Regarding Docket No. Yor-07-46, denial of motion to dismiss trespass and related claims, and order of attachment and trustee process vacated. Remanded for dismissal of all claims.
Regarding Docket No. Yor-07-240, divorce judgment affirmed, except that the child support order is remanded for the court to correct the order to provide a start date for payments of December 21, 2006.
1. Despite a regional system of court scheduling, neither party sought a special assignment to one trial judge to consolidate or manage the proceedings. At least six different judges and magistrates entered orders in the divorce matter before it was concluded. The extent of the paper filings, hearing days, and procedural or minor disputes that have delayed the resolution of these proceedings do not stand as a model of legal practice.
2. Title 14 M.R.S. § 752 (2007) states:All civil actions shall be commenced within 6 years after the cause of action accrues and not afterwards, except actions on a judgment or decree of any court of record of the United States, or of any state, or of a justice of the peace in this State, and except as otherwise specially provided.
3. Title 14 M.R.S. § 859 (2007) states:If a person, liable to any action mentioned, fraudulently conceals the cause thereof from the person entitled thereto, or if a fraud is committed which entitles any person to an action, the action may be commenced at any time within 6 years after the person entitled thereto discovers that he has just cause of action, except as provided in section 3580 [governing fraudulent transfers as defined in sections 3575 and 3576].
4. Collectively, the parties called no fewer than five experts to testify about the financial affairs of Aspinquid.

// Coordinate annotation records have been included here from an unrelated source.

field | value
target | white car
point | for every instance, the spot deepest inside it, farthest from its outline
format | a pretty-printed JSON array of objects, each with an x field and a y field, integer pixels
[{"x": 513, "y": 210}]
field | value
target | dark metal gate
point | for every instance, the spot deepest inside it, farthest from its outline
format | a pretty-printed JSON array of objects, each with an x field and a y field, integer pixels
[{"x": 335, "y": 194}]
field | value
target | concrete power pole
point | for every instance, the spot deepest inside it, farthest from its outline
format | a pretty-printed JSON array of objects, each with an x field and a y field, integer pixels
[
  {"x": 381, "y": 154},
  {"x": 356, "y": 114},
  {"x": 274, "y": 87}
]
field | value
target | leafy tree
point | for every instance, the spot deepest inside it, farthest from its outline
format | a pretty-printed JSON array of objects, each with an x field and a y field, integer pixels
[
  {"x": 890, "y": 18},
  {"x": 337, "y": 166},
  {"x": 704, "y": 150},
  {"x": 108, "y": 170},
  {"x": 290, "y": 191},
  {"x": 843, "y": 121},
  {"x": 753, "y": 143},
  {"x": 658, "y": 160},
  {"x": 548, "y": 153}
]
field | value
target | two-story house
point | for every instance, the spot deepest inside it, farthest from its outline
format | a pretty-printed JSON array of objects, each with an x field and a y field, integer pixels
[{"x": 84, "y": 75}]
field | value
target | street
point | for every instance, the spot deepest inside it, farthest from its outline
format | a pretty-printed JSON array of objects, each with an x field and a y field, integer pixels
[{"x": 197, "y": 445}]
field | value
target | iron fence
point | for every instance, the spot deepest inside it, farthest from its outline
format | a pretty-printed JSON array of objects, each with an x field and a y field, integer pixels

This is in addition to their submission of multiple real estate appraisals of Aspinquid's holdings, including Beachcrest. The highest estimate of the increase in value of Dennis's holdings was $884,400-an amount greater than the $625,000 increase in value that the court deemed to be his marital interest in Aspinquid. The court accepted a $3,000,000 appraisal of Aspinquid's primary real estate asset, the Aspinquid Motel. The court also accepted an appraisal of Beachcrest of $1,250,000. It is not unreasonable, given these real estate figures alone, for the court to have found that, in addition to Dennis's $625,000 marital interest in Aspinquid, he had a nonmarital interest worth $900,000 to $1,000,000 through his direct ownership of Aspinquid stock and through his ownership interest in the Lily Andrews Limited Partnership.
5. Although the court stated in its summary of factual findings that the “marital/non-marital portion of the Aspinquid” was valued at $625,000, it also stated in that summary that Dennis would retain approximately $1,000,000 worth of nonmarital property as a minority stockholder in Aspinquid. Although these statements suggest an ambiguity, the judgment itself conveys the court's meaning clearly:The Court finds that the equity interest of Dennis in shares of Aspinquid stock held by the [Lily Andrews Family Limited] Partnership, combined with the 26.5% shareholder interest owned directly by Dennis, is partially his non-marital property and partially marital property and that the marital component thereof has a fair market value of $625,000.